Judge Jane Magnus-Stinson of the U.S. District Court for the Southern District of Indiana issued an order Thursday granting in part and denying in part summary judgment for the defendants in a case brought by Demetree Wynn, the mother of Dreasjon Ire Reed.
In May 2020, Reed was shot and killed by Indianapolis Metropolitan Police Department Officer De’Joure Mercer following a vehicle pursuit. Reed was streaming live on Facebook during the police chase and when he exited his vehicle after stopping the car.
Accounts from IMPD and Reed’s family differ on what happened next.
IMPD has maintained that Reed was first struck by a taser deployed by Mercer before being fatally shot in an exchange of gunfire during the foot chase.
Attorneys for Reed’s family, however, have insisted that he didn’t exchange gunfire with Mercer before the officer shot him.

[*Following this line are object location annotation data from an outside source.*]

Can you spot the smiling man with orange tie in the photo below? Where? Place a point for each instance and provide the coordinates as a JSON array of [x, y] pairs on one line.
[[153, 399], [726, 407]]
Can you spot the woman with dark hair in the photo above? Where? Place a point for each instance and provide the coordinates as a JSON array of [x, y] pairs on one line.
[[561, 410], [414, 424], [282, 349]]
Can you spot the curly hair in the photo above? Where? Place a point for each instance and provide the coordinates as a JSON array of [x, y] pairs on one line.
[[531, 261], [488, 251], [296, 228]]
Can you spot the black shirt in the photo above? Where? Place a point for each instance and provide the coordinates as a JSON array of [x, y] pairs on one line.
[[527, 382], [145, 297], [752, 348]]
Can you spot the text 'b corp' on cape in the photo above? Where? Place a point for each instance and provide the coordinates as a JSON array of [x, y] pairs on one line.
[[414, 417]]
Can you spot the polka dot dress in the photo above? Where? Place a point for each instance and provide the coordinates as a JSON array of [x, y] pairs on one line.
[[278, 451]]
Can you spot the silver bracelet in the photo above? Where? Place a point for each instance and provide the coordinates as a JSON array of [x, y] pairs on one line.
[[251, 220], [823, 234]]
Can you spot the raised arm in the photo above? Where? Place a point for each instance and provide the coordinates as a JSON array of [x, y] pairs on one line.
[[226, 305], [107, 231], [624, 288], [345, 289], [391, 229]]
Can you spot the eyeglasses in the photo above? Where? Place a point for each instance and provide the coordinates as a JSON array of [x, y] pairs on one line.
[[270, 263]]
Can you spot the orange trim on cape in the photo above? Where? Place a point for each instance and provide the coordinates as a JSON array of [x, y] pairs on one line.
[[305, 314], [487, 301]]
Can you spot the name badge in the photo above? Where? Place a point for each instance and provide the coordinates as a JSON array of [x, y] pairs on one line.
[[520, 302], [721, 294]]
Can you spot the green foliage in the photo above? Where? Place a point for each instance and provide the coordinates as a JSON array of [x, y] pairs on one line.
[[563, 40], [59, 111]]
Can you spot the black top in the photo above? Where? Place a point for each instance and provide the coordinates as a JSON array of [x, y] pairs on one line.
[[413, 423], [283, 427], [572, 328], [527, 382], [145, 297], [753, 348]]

Special prosecutor Rosemary Khoury, appointed to oversee the investigation, announced in August 2020 that she had requested that a grand jury be impaneled to handle the final stage of that investigation and consider whether an indictment should be brought against Mercer. The grand jury ultimately declined to indict the officer.
Wynn’s federal suit seeks redress in connection with her son’s death and names the city of Indianapolis, Mercer, IMPD Chief of Police Randal Taylor and IMPD Deputy Chief of Police Kendale Adams as defendants.
Magnus-Stinson’s Thursday ruling in Demetree Wynn v. City of Indianapolis, Randal Taylor, Kendale Adams, and De’Joure Marquise Mercer, 1:20-cv-1638 will allow parts of Wynn’s suit to go to trial, including a Fourth Amendment excessive force claim against Mercer in the shooting, state battery claims against Mercer and the city, as well as state negligent infliction of emotional duress (NIED) and wrongful deaths claims against the city.
The 58-page federal order also found the defendants were entitled to judgment on the Fourth Amendment excessive force claims on Mercer’s use of a taser, a federal claim that Reed received inadequate medical care, federal claims against the city concerning an alleged policy of excessive force and alleged failure to train and state wrongful death and NIED claims against Taylor and Adams.
Magnus-Stinson’s order also denied as moot a Fourth Amendment excessive force claim against Mercer related to the shooting, state battery claims against Mercer and the city and a state NIED claim against the city.
The case is set for a final pretrial conference on May 26 and for trial June 20.
“The parties are encouraged to work with the Magistrate Judge to reach a resolution of this case short of trial,” Magnus-Stinson wrote in concluding the order.
Attorney Adam Willfond, counsel for the defendants, declined to comment on the ruling.